Mary Woodvine has very little to do here with Jenkin’s infamous form of dialogue and delivery programmed in such a way that the feeling of engagement feels ever so stagnated and methodical with little authenticity and, therefore again, emotional connection to what is being said and provoked. Granted, Woodvine has an ice-cold visual demeanour which undoubtedly provokes a visual sense of torment and engagement. It is audible and visual cues that are overcompensated to cover and mask these elements of production that are not crafted to project these segments to begin with. It begs the question of to what degree is Enys Men truly working, because like Ben Wheatley’s In the Earth or Alex Garland’s Men, folklore tales of English nature do so little to craft substance and merit, be that the initial material struggled to be elevated or the fact that by its very nature, it is inaccessible.

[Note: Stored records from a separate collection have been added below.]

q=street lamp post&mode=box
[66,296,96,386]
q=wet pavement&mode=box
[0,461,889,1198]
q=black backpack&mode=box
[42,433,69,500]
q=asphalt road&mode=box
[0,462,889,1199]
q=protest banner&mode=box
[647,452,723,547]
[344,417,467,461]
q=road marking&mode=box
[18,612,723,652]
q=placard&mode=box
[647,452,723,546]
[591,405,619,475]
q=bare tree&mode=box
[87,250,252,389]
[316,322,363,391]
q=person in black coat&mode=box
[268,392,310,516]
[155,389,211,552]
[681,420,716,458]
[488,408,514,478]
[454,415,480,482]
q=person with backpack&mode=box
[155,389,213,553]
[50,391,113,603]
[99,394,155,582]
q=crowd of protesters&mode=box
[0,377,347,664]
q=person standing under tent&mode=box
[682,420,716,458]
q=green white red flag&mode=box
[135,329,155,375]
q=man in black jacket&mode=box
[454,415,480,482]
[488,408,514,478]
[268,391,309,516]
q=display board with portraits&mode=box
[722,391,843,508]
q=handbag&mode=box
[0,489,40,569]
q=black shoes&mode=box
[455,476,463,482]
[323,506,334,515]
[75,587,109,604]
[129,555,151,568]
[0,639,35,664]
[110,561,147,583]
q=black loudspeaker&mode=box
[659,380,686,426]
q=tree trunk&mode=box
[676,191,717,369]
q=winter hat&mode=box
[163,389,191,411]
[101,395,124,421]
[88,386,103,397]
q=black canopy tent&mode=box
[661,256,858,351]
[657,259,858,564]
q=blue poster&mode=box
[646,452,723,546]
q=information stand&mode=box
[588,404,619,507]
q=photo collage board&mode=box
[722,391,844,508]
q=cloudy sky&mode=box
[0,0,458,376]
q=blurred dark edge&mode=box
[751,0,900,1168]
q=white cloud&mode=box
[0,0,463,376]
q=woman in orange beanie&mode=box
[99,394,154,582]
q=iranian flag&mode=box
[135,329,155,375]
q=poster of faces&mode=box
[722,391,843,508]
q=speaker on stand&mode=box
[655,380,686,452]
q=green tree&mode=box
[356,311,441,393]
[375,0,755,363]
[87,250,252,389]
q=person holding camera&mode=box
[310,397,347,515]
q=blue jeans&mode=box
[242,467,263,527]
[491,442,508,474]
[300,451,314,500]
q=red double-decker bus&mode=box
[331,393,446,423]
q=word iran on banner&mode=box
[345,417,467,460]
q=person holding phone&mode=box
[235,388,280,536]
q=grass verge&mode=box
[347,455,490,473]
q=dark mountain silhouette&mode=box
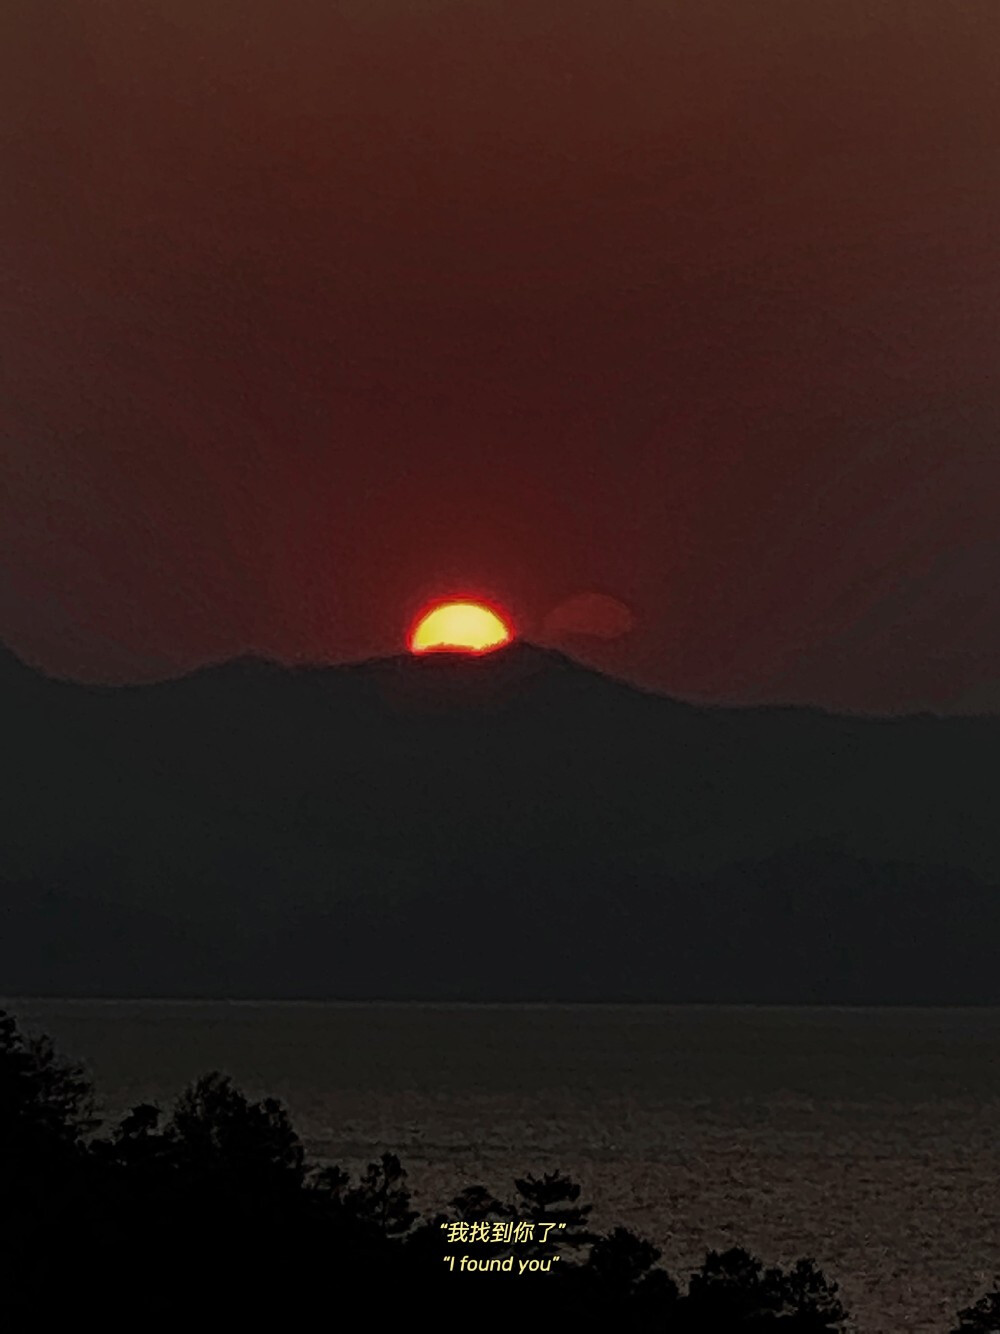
[1,639,998,1000]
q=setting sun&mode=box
[408,600,513,655]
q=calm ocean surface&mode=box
[5,999,999,1333]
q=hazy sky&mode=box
[2,1,998,711]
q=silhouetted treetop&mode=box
[683,1248,848,1330]
[165,1071,305,1184]
[0,1008,97,1157]
[514,1168,595,1246]
[951,1282,1000,1333]
[448,1182,515,1221]
[342,1152,419,1239]
[0,1008,949,1332]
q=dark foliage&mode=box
[677,1248,848,1331]
[951,1282,1000,1333]
[0,1006,968,1330]
[514,1167,597,1251]
[0,1009,96,1152]
[0,1010,100,1283]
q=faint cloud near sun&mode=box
[541,592,634,642]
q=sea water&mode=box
[5,999,999,1333]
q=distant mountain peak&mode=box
[2,632,1000,1001]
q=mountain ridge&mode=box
[1,637,997,1001]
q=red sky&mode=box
[2,1,998,711]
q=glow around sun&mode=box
[408,600,514,655]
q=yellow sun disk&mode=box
[409,602,512,654]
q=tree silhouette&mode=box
[89,1102,169,1195]
[0,1009,102,1309]
[449,1181,514,1220]
[0,1008,866,1329]
[513,1168,596,1250]
[582,1226,681,1332]
[951,1282,1000,1333]
[343,1151,419,1239]
[166,1071,305,1183]
[586,1225,668,1294]
[681,1248,848,1330]
[0,1008,97,1155]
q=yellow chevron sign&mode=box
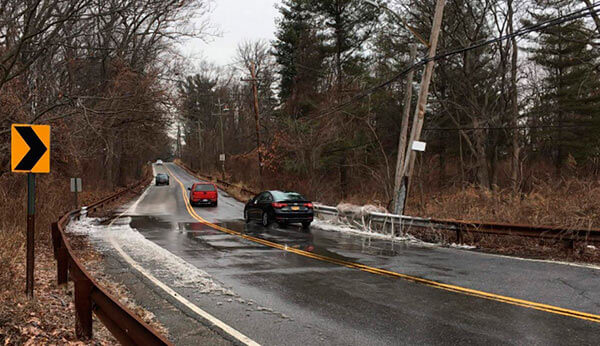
[11,124,50,173]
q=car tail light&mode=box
[272,202,288,208]
[304,203,313,208]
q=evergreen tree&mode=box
[526,6,600,171]
[273,0,326,118]
[312,0,380,93]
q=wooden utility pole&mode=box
[216,98,226,179]
[176,124,182,159]
[197,118,203,172]
[398,0,446,215]
[242,61,264,189]
[393,44,417,214]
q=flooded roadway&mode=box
[87,163,600,345]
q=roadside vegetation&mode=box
[178,0,600,232]
[2,0,600,342]
[0,0,212,343]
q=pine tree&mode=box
[311,0,380,93]
[527,6,600,171]
[272,0,326,118]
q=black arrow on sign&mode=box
[15,126,47,171]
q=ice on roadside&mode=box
[312,209,477,251]
[66,216,235,296]
[312,218,413,242]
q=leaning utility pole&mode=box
[242,61,264,189]
[393,44,417,214]
[397,0,446,215]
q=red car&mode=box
[188,182,218,207]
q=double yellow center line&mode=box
[164,165,600,324]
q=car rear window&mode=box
[194,184,216,192]
[271,191,306,202]
[157,174,167,178]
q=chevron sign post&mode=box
[11,124,51,298]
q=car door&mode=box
[248,193,265,219]
[257,192,273,217]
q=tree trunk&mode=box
[438,148,445,189]
[509,0,521,190]
[473,119,491,189]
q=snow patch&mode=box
[449,243,476,250]
[312,218,413,242]
[312,218,476,251]
[336,203,386,216]
[66,216,234,296]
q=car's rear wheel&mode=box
[301,221,311,230]
[244,210,250,223]
[213,201,218,207]
[277,221,287,228]
[261,212,270,227]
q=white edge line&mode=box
[313,218,600,271]
[107,179,261,346]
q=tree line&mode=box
[0,0,212,187]
[179,0,600,204]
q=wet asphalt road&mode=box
[103,163,600,345]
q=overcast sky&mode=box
[180,0,281,67]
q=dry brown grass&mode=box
[407,178,600,229]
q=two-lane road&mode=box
[84,162,600,345]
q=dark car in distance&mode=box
[188,182,218,207]
[244,190,313,229]
[155,173,169,186]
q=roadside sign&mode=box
[11,124,50,173]
[70,178,82,211]
[411,140,427,152]
[70,178,82,192]
[10,124,50,298]
[219,154,225,161]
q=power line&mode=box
[311,2,600,119]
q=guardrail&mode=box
[314,204,600,245]
[50,172,172,345]
[175,161,600,245]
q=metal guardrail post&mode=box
[71,263,93,339]
[57,246,69,285]
[51,222,60,258]
[52,222,69,285]
[456,226,463,244]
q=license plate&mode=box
[202,199,208,202]
[291,206,300,211]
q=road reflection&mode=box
[123,214,416,261]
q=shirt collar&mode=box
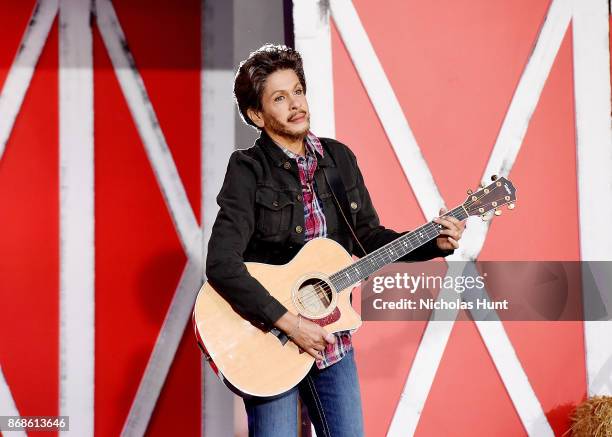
[257,129,334,168]
[274,131,325,160]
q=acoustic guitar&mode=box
[193,176,516,397]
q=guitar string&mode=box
[276,192,499,310]
[325,185,510,290]
[276,224,443,311]
[265,188,508,310]
[282,205,470,309]
[289,215,454,309]
[288,201,476,308]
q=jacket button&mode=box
[295,225,303,233]
[350,201,358,210]
[296,194,302,201]
[272,201,279,207]
[283,162,291,170]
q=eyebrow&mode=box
[270,81,302,96]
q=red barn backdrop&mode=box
[1,0,611,436]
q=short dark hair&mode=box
[233,44,307,128]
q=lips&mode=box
[289,112,306,122]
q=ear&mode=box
[247,108,265,129]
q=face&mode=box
[248,69,310,142]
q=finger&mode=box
[434,217,455,228]
[440,228,462,239]
[435,220,459,233]
[439,207,448,215]
[310,349,323,360]
[324,332,336,344]
[444,216,462,225]
[433,216,455,226]
[308,349,321,359]
[314,342,326,352]
[448,237,459,249]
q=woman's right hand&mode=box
[274,311,336,359]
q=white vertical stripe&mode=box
[59,0,94,436]
[572,0,612,397]
[201,0,236,433]
[328,1,563,435]
[200,67,236,437]
[293,0,335,138]
[329,0,444,220]
[0,0,58,161]
[95,0,201,261]
[0,365,26,437]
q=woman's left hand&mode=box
[433,207,465,251]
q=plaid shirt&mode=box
[278,131,353,369]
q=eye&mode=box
[274,95,285,102]
[295,88,303,95]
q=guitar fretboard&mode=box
[329,206,467,291]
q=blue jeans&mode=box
[243,349,364,436]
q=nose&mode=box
[289,94,301,110]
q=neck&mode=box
[266,129,306,156]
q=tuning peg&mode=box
[491,175,498,181]
[467,189,473,195]
[508,203,515,210]
[481,212,492,221]
[479,182,485,189]
[494,209,502,216]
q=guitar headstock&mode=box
[463,175,517,221]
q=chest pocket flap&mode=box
[255,187,294,235]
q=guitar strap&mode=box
[322,166,369,258]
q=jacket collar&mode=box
[257,130,336,168]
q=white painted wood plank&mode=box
[294,0,335,138]
[329,0,444,220]
[59,1,94,436]
[572,0,612,397]
[96,0,201,261]
[201,67,236,437]
[0,0,58,161]
[201,0,236,434]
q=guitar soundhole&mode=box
[295,277,334,317]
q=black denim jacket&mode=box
[205,131,453,330]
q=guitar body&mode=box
[193,237,362,398]
[194,175,517,398]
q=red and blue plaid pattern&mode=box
[279,131,353,369]
[281,132,327,241]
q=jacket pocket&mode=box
[255,187,294,236]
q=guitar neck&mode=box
[328,205,468,291]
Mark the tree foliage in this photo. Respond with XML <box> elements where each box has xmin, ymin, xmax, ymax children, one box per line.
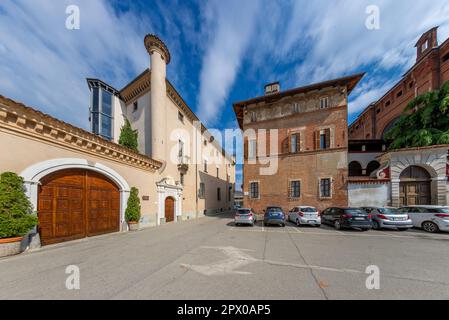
<box><xmin>0</xmin><ymin>172</ymin><xmax>38</xmax><ymax>238</ymax></box>
<box><xmin>384</xmin><ymin>80</ymin><xmax>449</xmax><ymax>150</ymax></box>
<box><xmin>125</xmin><ymin>187</ymin><xmax>141</xmax><ymax>223</ymax></box>
<box><xmin>118</xmin><ymin>119</ymin><xmax>138</xmax><ymax>151</ymax></box>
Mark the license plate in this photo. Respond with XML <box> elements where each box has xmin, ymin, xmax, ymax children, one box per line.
<box><xmin>307</xmin><ymin>220</ymin><xmax>316</xmax><ymax>224</ymax></box>
<box><xmin>354</xmin><ymin>217</ymin><xmax>365</xmax><ymax>221</ymax></box>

It is extremely difficult to view Enys Men and not feel as if it has been crafted with pretentious ego but, all in all, this sentiment feels unfair. To director Mark Jenkin's credit, he crafts Enys Men on his terms without exception, following through with this idea until the execution. Granted, most if not all of Enys Men does not work, but nevertheless, it feels as if Jenkin is making this his way and that can only be commended. Speaking of Ben Wheatley creating his eerily similar folk horror, A Field In England, it had to be made then and there in a world that afforded the chance for it to be made, otherwise it would have never come to fruition. So perhaps, in a strange way, due to the success of Bait, Jenkin has had the opportunity to craft a Cornish folk tale in his vision – an inaccessible, rigid, and excruciating one to watch at that.